Authors: Ying Yuan, Xinyu Liu, Sriram Krishna, David Held
Subjects: Subjects: Robotics (cs.RO)
Arxiv link: https://arxiv.org/abs/2606.30749
Pdf link: https://arxiv.org/pdf/2606.30749
Abstract Large-scale dexterous grasp datasets encode rich priors over hand-object interaction, but their use has largely been confined to grasp generation and pick-and-place manipulation. We study whether such data can instead support functional dexterity in articulated tool use, where a robot must acquire a tool, maintain contact, and operate its functional moving parts. We adapt a hierarchical imitation learning framework that combines high-level hand sub-goal prediction with a low-level goal-conditioned controller. We construct a 355k-trajectory grasp-pretraining dataset from large-scale dexterous grasp annotations and use it to pretrain the low-level controller. The controller is then fine-tuned on downstream task demonstrations. To evaluate this setting, we introduce DexCraft, a simulation benchmark with six articulated tool-use tasks requiring coordinated finger motion. Across simulation and real-world experiments, our approach outperforms end-to-end diffusion policy baselines and hierarchical policies trained from scratch. In the real world, it improves full-task success by 33.3 percentage points over DP3. These results show that grasp datasets can serve not only as resources for grasp synthesis, but also as scalable pretraining data for contact-rich dexterous manipulation. Videos are shown on this https URL .

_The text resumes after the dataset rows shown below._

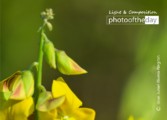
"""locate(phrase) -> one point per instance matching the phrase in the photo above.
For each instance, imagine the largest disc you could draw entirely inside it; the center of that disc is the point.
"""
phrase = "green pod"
(28, 81)
(49, 53)
(46, 102)
(67, 65)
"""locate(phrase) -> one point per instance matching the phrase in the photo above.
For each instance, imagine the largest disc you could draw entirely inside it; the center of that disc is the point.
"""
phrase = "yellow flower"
(17, 110)
(62, 104)
(16, 102)
(131, 118)
(18, 86)
(70, 109)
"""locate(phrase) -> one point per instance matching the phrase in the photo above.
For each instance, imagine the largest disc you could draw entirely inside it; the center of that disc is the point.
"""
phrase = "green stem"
(38, 83)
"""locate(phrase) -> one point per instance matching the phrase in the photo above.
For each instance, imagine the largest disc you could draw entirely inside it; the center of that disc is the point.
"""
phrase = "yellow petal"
(131, 118)
(60, 88)
(83, 114)
(49, 115)
(22, 109)
(17, 110)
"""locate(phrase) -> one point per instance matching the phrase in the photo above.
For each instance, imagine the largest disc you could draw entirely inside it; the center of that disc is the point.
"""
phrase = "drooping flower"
(16, 102)
(62, 104)
(16, 109)
(47, 106)
(71, 108)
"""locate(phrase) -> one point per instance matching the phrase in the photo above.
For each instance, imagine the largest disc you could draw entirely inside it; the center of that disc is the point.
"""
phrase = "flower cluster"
(23, 96)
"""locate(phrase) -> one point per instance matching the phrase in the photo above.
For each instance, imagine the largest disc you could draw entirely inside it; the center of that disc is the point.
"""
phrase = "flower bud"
(49, 25)
(49, 53)
(46, 102)
(66, 65)
(28, 81)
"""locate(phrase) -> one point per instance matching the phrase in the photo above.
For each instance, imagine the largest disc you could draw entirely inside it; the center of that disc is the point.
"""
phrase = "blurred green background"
(120, 60)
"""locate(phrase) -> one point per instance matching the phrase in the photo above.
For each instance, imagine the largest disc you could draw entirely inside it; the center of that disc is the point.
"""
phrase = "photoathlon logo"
(130, 17)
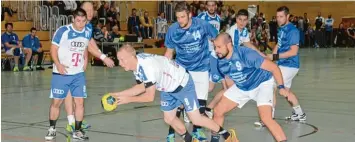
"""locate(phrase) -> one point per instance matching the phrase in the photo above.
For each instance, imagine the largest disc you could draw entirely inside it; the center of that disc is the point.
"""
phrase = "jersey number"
(76, 58)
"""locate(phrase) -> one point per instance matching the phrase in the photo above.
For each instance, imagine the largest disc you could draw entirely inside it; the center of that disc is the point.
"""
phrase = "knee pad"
(17, 52)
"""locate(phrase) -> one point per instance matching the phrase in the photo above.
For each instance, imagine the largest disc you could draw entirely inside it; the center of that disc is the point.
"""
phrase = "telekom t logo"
(76, 58)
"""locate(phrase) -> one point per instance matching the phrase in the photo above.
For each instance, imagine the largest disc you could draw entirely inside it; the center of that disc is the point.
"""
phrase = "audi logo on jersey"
(77, 44)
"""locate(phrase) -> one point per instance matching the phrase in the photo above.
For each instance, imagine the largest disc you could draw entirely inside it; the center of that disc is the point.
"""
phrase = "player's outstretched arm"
(94, 50)
(169, 53)
(147, 96)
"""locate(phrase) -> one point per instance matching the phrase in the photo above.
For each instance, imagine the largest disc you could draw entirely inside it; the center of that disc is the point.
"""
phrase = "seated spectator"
(112, 18)
(351, 34)
(147, 25)
(162, 25)
(14, 48)
(31, 41)
(102, 35)
(115, 33)
(134, 24)
(341, 36)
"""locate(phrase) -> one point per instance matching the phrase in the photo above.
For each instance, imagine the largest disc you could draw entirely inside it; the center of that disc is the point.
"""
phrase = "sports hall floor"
(325, 86)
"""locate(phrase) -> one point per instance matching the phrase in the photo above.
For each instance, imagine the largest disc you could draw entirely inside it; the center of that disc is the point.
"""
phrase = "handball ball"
(108, 102)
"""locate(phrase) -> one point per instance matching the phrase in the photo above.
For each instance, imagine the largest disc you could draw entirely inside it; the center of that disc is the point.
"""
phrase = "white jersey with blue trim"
(71, 47)
(215, 21)
(238, 36)
(159, 70)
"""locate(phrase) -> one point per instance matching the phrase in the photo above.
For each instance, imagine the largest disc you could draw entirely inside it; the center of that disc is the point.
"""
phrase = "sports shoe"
(51, 134)
(80, 135)
(296, 117)
(232, 137)
(26, 68)
(170, 138)
(259, 124)
(16, 69)
(186, 118)
(70, 128)
(209, 113)
(199, 135)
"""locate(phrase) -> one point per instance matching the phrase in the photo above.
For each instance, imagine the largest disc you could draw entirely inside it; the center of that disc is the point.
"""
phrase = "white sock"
(71, 119)
(298, 110)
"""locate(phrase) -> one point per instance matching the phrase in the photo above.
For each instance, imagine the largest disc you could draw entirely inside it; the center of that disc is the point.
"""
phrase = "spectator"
(329, 29)
(351, 34)
(112, 18)
(134, 24)
(162, 25)
(147, 25)
(31, 41)
(102, 35)
(14, 48)
(115, 33)
(341, 35)
(273, 29)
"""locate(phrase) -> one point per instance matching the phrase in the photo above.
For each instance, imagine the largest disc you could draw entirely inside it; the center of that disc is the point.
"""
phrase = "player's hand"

中文摘要 大规模灵巧抓握数据集编码了丰富的先验，超越了手与对象的交互，但其应用主要局限于抓握生成和选放操作。我们研究这些数据是否能支持关节式工具使用中的功能灵活性，机器人必须获得工具、保持接触并操作其功能性活动部件。我们采用了分层模仿学习框架，结合了高层次手部子目标预测与低层次目标条件控制。我们从大规模灵巧抓取注释构建了一个35.5k轨迹的抓握预训练数据集，并用它预训练低级别控制器。随后，控制器在下游任务演示中进行微调。为了评估该环境，我们引入了DexCraft，一个模拟基准测试，包含六个需要协调手指动作的关节工具使用任务。在模拟和现实实验中，我们的方法优于端到端扩散政策基线和从零训练的层级政策。在现实中，它比DP3提高了33.3个百分点的全任务成功率。这些结果表明，抓握数据集不仅可以作为抓取综合的资源，还能作为可扩展的预训练数据，用于接触丰富且灵巧的操作。视频可在该 https URL 上观看。